Селиванов изобразил восхищение.
— А ты заметил, как она произносит слово «папа»? Словно учится его произносить, сама его слушает! Так же, как и я… Мы с ней учимся быть отцом и дочерью… Ты заметил, она произносит слово «папа» иногда только для того, чтобы услышать его, ведь раньше, если произносила, так только в мыслях или шепотом… Но ведь, наверное, совсем другое дело, когда на это слово кто-то откликается. Только тогда оно и звучит по-настоящему…
За спиной — шаги.
— Господи! Папа! Я уже не знала, что и думать! Ну зачем ты один уходишь!
На глазах слезы. Причесаться после сна не успела, в платьице, босиком… Опустилась около отца на колени, с осторожной, робкой лаской коснулась его руки. Было в этом прикосновении столько сокровенного, что Селиванов отвел глаза, сотрясаясь от зависти и от досады на самого себя. «Неужели он и вправду помрет?!» — впервые всерьез подумал он, и незнакомое ощущение крадущегося, шуршащего ужаса обнаружил где-то под сердцем, почти в животе. Он, видевший смерть и творивший ее сам, видно, самую жуть смерти не ухватывал, потому что не знал жалости.
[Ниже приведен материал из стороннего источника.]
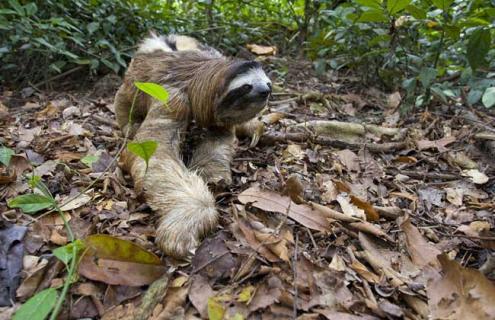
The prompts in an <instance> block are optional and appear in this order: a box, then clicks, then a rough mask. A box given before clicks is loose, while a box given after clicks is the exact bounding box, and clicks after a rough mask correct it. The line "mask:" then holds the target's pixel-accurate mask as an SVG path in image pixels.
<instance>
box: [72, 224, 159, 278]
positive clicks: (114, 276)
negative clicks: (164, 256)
mask: <svg viewBox="0 0 495 320" xmlns="http://www.w3.org/2000/svg"><path fill="white" fill-rule="evenodd" d="M84 243H85V245H86V248H87V250H86V253H85V254H84V256H83V257H82V259H81V262H80V264H79V273H80V274H81V275H83V276H85V277H86V278H88V279H92V280H97V281H102V282H105V283H108V284H113V285H119V284H120V285H126V286H143V285H148V284H151V283H153V282H154V281H155V280H156V279H158V278H159V277H160V276H162V275H163V274H164V273H165V271H166V269H165V266H164V265H162V263H161V261H160V258H158V257H157V256H156V255H155V254H153V253H151V252H149V251H146V250H145V249H143V248H141V247H140V246H138V245H137V244H134V243H132V242H130V241H126V240H121V239H118V238H115V237H112V236H108V235H103V234H97V235H91V236H89V237H87V238H86V239H85V240H84Z"/></svg>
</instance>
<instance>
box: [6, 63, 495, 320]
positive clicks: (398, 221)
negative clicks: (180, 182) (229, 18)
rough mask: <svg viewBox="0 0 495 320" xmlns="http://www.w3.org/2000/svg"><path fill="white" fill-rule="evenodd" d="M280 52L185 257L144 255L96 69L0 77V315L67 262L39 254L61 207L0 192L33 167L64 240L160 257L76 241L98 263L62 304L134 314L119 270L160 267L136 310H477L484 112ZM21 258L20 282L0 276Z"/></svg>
mask: <svg viewBox="0 0 495 320" xmlns="http://www.w3.org/2000/svg"><path fill="white" fill-rule="evenodd" d="M281 61H282V62H281ZM273 63H275V64H278V65H279V64H280V63H283V60H273V61H272V64H273ZM286 63H287V62H286ZM287 65H288V66H289V68H288V73H286V74H285V75H284V78H285V79H286V81H278V82H277V81H275V83H276V84H277V86H276V88H277V90H275V92H274V94H273V97H272V99H271V101H270V103H269V107H268V109H267V111H266V112H265V113H264V115H263V118H262V119H263V120H264V121H265V122H266V123H267V125H266V128H265V134H264V136H262V137H261V139H260V140H259V142H258V143H257V145H256V146H250V140H249V139H245V140H241V141H240V143H239V148H238V153H237V155H236V157H235V159H234V163H233V176H234V182H233V184H232V185H231V186H230V187H228V188H226V189H223V190H218V192H216V199H217V201H218V207H219V210H220V212H221V221H220V225H219V227H218V228H217V229H216V230H215V231H214V232H213V233H212V234H210V235H208V237H207V239H206V240H205V241H204V242H203V243H202V245H201V247H200V248H198V250H197V251H196V253H195V255H194V257H193V258H192V260H191V261H189V262H184V261H175V260H173V259H171V258H169V257H165V256H162V255H161V253H160V251H159V250H158V249H157V247H156V246H155V245H154V224H155V221H156V217H154V215H153V213H152V212H151V211H150V209H149V208H148V207H147V206H146V205H145V204H144V203H143V202H142V201H141V200H140V199H139V198H138V197H137V196H136V194H135V193H134V191H133V188H132V187H133V186H132V181H131V180H130V179H129V177H128V176H126V175H125V173H123V172H122V171H121V170H120V168H119V167H118V166H117V161H115V160H114V159H116V157H117V156H118V154H117V153H118V150H119V149H120V148H121V145H122V142H123V138H122V135H121V133H120V131H119V130H118V128H117V126H116V123H115V121H114V116H113V113H112V95H113V93H114V92H115V90H116V83H115V82H113V83H112V80H108V79H111V78H110V77H107V78H104V79H103V80H102V81H100V82H99V83H97V84H96V86H95V90H89V91H86V92H80V91H78V92H73V91H72V92H65V91H64V92H58V91H56V90H53V91H48V92H44V91H43V92H42V91H36V90H34V91H33V90H24V91H22V93H21V92H13V91H9V90H4V91H3V92H1V94H2V96H1V97H0V99H1V100H0V101H1V104H0V107H1V110H0V118H1V121H2V125H1V127H0V128H1V129H0V137H1V138H0V139H1V142H2V144H3V145H4V146H6V147H9V148H11V149H12V150H14V152H15V155H13V156H12V157H11V160H10V163H9V165H8V167H6V166H2V167H0V168H1V169H0V170H2V172H1V173H2V175H1V176H0V184H1V185H0V187H1V189H0V190H1V198H0V199H1V201H0V239H1V242H0V287H2V288H7V290H6V291H5V290H4V291H1V290H0V293H1V294H2V296H0V299H4V300H5V299H7V301H9V300H8V299H9V297H10V300H11V301H12V302H15V305H14V306H13V307H3V308H0V319H8V318H9V317H10V315H11V314H12V312H13V311H14V310H15V309H16V308H18V306H19V305H20V304H21V303H22V302H23V301H25V300H26V299H28V298H30V297H31V296H33V295H34V294H35V293H36V292H39V291H41V290H43V289H46V288H48V287H61V286H62V284H63V282H64V277H65V276H66V270H65V267H64V264H63V263H62V262H61V261H60V260H58V259H57V258H56V257H55V256H54V255H53V254H52V250H53V249H55V248H57V247H59V246H63V245H66V244H67V243H68V241H69V239H70V238H69V235H68V234H67V232H66V229H65V228H64V223H63V219H61V217H60V215H59V214H58V213H57V212H51V213H47V212H46V211H45V212H43V211H41V212H39V213H37V214H35V215H33V214H31V215H30V214H25V213H22V211H21V210H19V209H12V208H9V207H8V206H7V200H8V199H12V198H14V197H16V196H18V195H21V194H26V193H30V192H31V191H30V186H29V184H28V181H29V177H30V176H32V175H33V174H34V175H37V176H40V177H41V178H42V181H43V182H44V183H45V184H46V185H47V187H48V189H49V190H50V192H51V193H52V194H53V195H54V196H55V198H56V199H57V201H59V202H60V203H63V202H64V200H67V199H68V198H69V197H71V196H74V195H78V194H79V196H78V197H77V198H76V200H75V201H72V202H71V203H69V204H68V205H66V206H64V207H63V208H62V209H63V212H64V217H65V218H66V219H67V220H68V223H69V225H70V227H71V229H72V231H73V233H74V236H75V237H76V238H77V239H87V237H88V236H89V235H94V234H109V235H112V236H115V237H118V238H119V239H124V240H130V241H132V242H134V243H136V244H138V245H140V246H141V247H142V248H143V249H133V250H148V251H151V252H154V253H156V254H157V255H158V256H159V257H160V258H161V259H162V262H163V265H164V266H165V267H163V265H156V264H155V265H153V266H152V267H151V268H150V265H149V264H146V263H144V262H142V261H138V260H133V259H134V258H135V257H134V258H133V257H128V259H124V258H122V253H120V255H119V254H117V253H115V252H110V251H111V250H109V252H108V254H107V256H99V257H93V258H94V259H95V260H96V259H98V258H100V260H99V261H103V260H106V261H105V263H106V266H107V267H108V268H107V269H111V268H113V271H114V272H113V274H112V272H108V270H107V271H104V270H102V269H104V268H102V269H98V268H96V269H95V268H93V267H92V266H91V265H90V264H88V262H87V261H86V263H82V264H81V266H80V270H79V271H80V274H81V275H80V276H79V277H78V278H77V279H76V280H75V282H74V283H73V284H72V286H71V288H70V291H69V294H68V296H67V299H66V303H65V305H64V308H63V311H62V314H61V318H71V319H78V318H100V317H101V318H103V319H123V318H126V319H134V318H135V313H136V312H138V310H141V309H140V308H141V307H142V306H141V305H140V303H141V301H142V299H143V296H144V294H145V292H146V290H147V288H148V287H147V286H143V285H140V286H139V285H138V286H135V285H133V284H141V283H142V281H144V282H146V281H148V282H149V281H151V280H154V279H156V276H157V274H158V275H161V274H163V273H165V275H163V276H162V279H168V285H167V286H166V287H165V288H166V289H165V291H164V292H163V294H165V297H164V298H163V299H159V300H158V301H157V302H158V304H156V305H153V308H152V310H151V314H152V315H151V318H152V319H184V318H185V319H197V318H203V319H207V318H208V317H209V318H210V319H221V316H222V314H225V315H224V316H225V319H248V318H249V319H295V318H297V319H376V318H383V319H396V318H398V319H400V318H404V319H426V318H428V317H431V318H435V319H436V318H442V319H494V318H495V304H494V303H493V301H495V289H494V288H495V287H494V285H493V280H495V254H494V251H493V250H494V249H495V232H494V227H495V224H494V222H495V221H494V220H495V219H494V212H495V200H494V199H495V165H494V164H495V163H494V162H495V160H494V159H495V140H494V139H495V138H494V136H495V116H494V115H493V113H492V114H489V113H487V111H486V110H483V109H476V108H469V107H466V106H456V105H455V104H454V103H452V104H451V105H447V104H445V103H436V102H434V103H433V104H434V105H437V106H436V107H431V108H429V109H428V110H425V109H422V110H417V111H416V112H412V113H411V114H409V115H408V116H407V117H400V115H399V109H400V103H401V100H402V98H401V96H400V94H399V93H398V92H396V93H392V94H386V93H383V92H381V91H380V90H378V89H376V88H372V87H363V86H362V85H360V83H359V79H357V78H355V77H351V76H349V77H346V76H343V75H339V76H338V77H336V76H331V75H328V76H327V77H326V79H325V80H324V81H323V80H318V79H317V78H315V77H314V76H313V75H312V74H311V72H309V71H308V70H311V66H310V65H308V64H305V63H293V62H290V63H287ZM105 79H107V80H105ZM22 95H23V96H24V97H22ZM315 120H319V121H320V122H316V121H315ZM321 121H323V122H321ZM337 121H338V122H337ZM88 187H89V188H88ZM86 189H87V190H86ZM81 191H84V192H83V193H82V194H80V193H81ZM291 199H292V200H291ZM296 203H297V204H296ZM24 227H27V229H26V228H24ZM109 241H110V240H109ZM132 252H134V253H135V252H136V251H132ZM88 254H90V253H88ZM136 259H137V258H136ZM6 261H9V264H7V263H6ZM21 264H22V279H20V282H19V281H18V280H19V279H16V278H13V277H6V275H7V274H9V273H8V272H11V274H12V273H14V274H15V272H14V271H15V268H16V265H17V266H18V267H19V266H20V265H21ZM9 268H10V269H9ZM91 279H93V280H91ZM96 279H97V280H99V281H97V280H96ZM143 279H144V280H143ZM150 279H151V280H150ZM9 290H10V292H9Z"/></svg>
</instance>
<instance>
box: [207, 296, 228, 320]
mask: <svg viewBox="0 0 495 320" xmlns="http://www.w3.org/2000/svg"><path fill="white" fill-rule="evenodd" d="M224 314H225V308H224V307H223V305H222V304H221V303H220V302H219V301H217V300H216V299H215V297H210V298H208V318H209V319H210V320H222V319H223V316H224Z"/></svg>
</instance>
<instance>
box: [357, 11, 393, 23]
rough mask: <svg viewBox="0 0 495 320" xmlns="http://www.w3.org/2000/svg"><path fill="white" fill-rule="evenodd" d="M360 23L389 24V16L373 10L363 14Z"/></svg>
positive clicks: (359, 21) (379, 11) (364, 12)
mask: <svg viewBox="0 0 495 320" xmlns="http://www.w3.org/2000/svg"><path fill="white" fill-rule="evenodd" d="M358 21H359V22H388V18H387V16H386V15H385V14H384V13H383V11H380V10H375V9H371V10H368V11H365V12H363V14H362V15H361V17H359V20H358Z"/></svg>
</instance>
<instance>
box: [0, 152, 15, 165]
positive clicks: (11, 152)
mask: <svg viewBox="0 0 495 320" xmlns="http://www.w3.org/2000/svg"><path fill="white" fill-rule="evenodd" d="M14 154H15V152H14V150H12V149H10V148H7V147H1V148H0V162H1V163H2V164H3V165H4V166H8V165H9V163H10V159H11V158H12V156H13V155H14Z"/></svg>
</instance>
— Пойду однако… — растерянно пробормотал он, надевая лямки мешка на плечи.
— И ты иди! — сказал офицер дочери. — А я еще посижу. Поди! Поди! Помоги Андриану Никанорычу с продуктами разобраться, да чайком напои, с дороги он…
Несогласная, но послушная, она поднялась и, не говоря ни слова, пошла по тропе впереди Селиванова. Через несколько шагов он заметил, как в беззвучных слезах дрогнули ее плечи.
— Сердце себе не рви и ему боль не усугубляй! — прошептал Селиванов ей в спину. — Отвлекать его надо от черной думы! Черная дума человека подталкивает, куда ей надо! Понимаешь?
Она кивнула.
— Забытие про болезнь да корень целебный — одна надежда!
— Мама, когда была жива, рассказывала о нем как о неживом. Я привыкла, что он просто был когда-то… И вдруг — он! Словно воскрес ненадолго, чтобы снова уйти… Я не могу!
Она опустилась на мох и заплакала в голос. Селиванову присесть рядом мешал мешок за спиной, он нагнулся, сколько позволяла тяжесть, зашептал горячо:
— Перестань, говорю! Слышь! Щас же перестань! Тебе Бог, считай, с того света послал дочерность познать! А сколько после той резни сиротами вечными остались!
Она не принимала его слов, потому что не было в них справедливости для нее, а лишь правда, которую она и так знала, и неизвестно, может, лучше б и не знала…
— Как я жить теперь буду! — крикнула она. И Селиванов не нашелся, что ответить, лишь взял ее крепко за плечи и поднял на ноги.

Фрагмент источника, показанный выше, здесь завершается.